Dengan begitu, publik bisa ikut mengawasi jalannya proyek yang dijalankan pemerintah dan pihak swasta. Publik dalam hal ini juga bisa mengetahui lebih detil soal proyek tersebut. Misalnya berapa nilai proyek itu, siapa pelaksananya, dan berapa harga materialnya.
Jika ini dilakukan, banyak orang yang akan pikir ulang untuk bermain-main dalam proyek. Sebab, publik akan melihat dan dapat ikut memantau.
"Selama ini kontrak terhadap suatu proyek itu ada yang masih bersifat tertutup, rahasia. Dan, kasus KTP-El ini bukti bahwa masih ada proyek yang dilakukan secara tertutup," ujar dia.
Dadang mengakui, proyek besar sejak lama memang selalu menjadi banjakan bagi para politisi. Karena, sistem pengadaan yang ada sekarang masih bisa ditembus oleh pihak-pihak yang ingin "memainkan" proyek.
Modus permainan dalam suatu proyek pengadaan, ada dua kemungkinan. Pertama penggelembungan nilai proyek, kedua yakni bagi-bagi uang kepada pemangku kebijakan.

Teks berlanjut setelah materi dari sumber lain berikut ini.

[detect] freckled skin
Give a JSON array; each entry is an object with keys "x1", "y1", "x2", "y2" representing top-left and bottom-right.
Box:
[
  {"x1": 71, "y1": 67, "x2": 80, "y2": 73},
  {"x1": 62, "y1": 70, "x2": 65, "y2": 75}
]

Bahkan, lanjut dia, korupsi politik itu modusnya sudah ada sejak di perencanaan, dan bukan pada proses lelangnya.
"Lelangnya mungkin sudah sesuai Keppres, itu sudah bagus. Mereka tidak bermain di situ, mereka bermain di belakang. Bahkan ketika menentukan KTP-El sebagai pilihan yang akan dikorup, itu sudah terpikir di awal. Di perencanaan, mereka sudah dapat berapa-berapanya. Kalau perlu, bikin perusahaan, banyak juga perusahaan yang tiba-tiba ada. Jadi mereka sudah desain sejak awal," tutur dia.
Kasus pengadaan proyek E-KTP telah merugikan keuangan negara hingga Rp 2,3 triliun dari total proyek senilai Rp 5,9 triliun. Besarnya indikasi kerugian negara akibat perkara proyek E-KTP ini membuat KPK terus berupaya melakukan pengembalian kerugian negara tersebut.
Tebal berkas yang dilimpahkan untuk tersangka Sugiharto mencapai 13 ribu lembar. Saksi yang diperiksa untuknya, yakni 294 orang dan lima ahli.
Sedangkan berkas perkara untuk tersangka Irman, mencapai 11 ribu lembar, dengan total 173 saksi dan lima ahli. Di dakwaan nanti, KPK akan menyebutkan konstruksi besar termasuk juga informasi krusial terkait indikasi aliran dana perkara ini.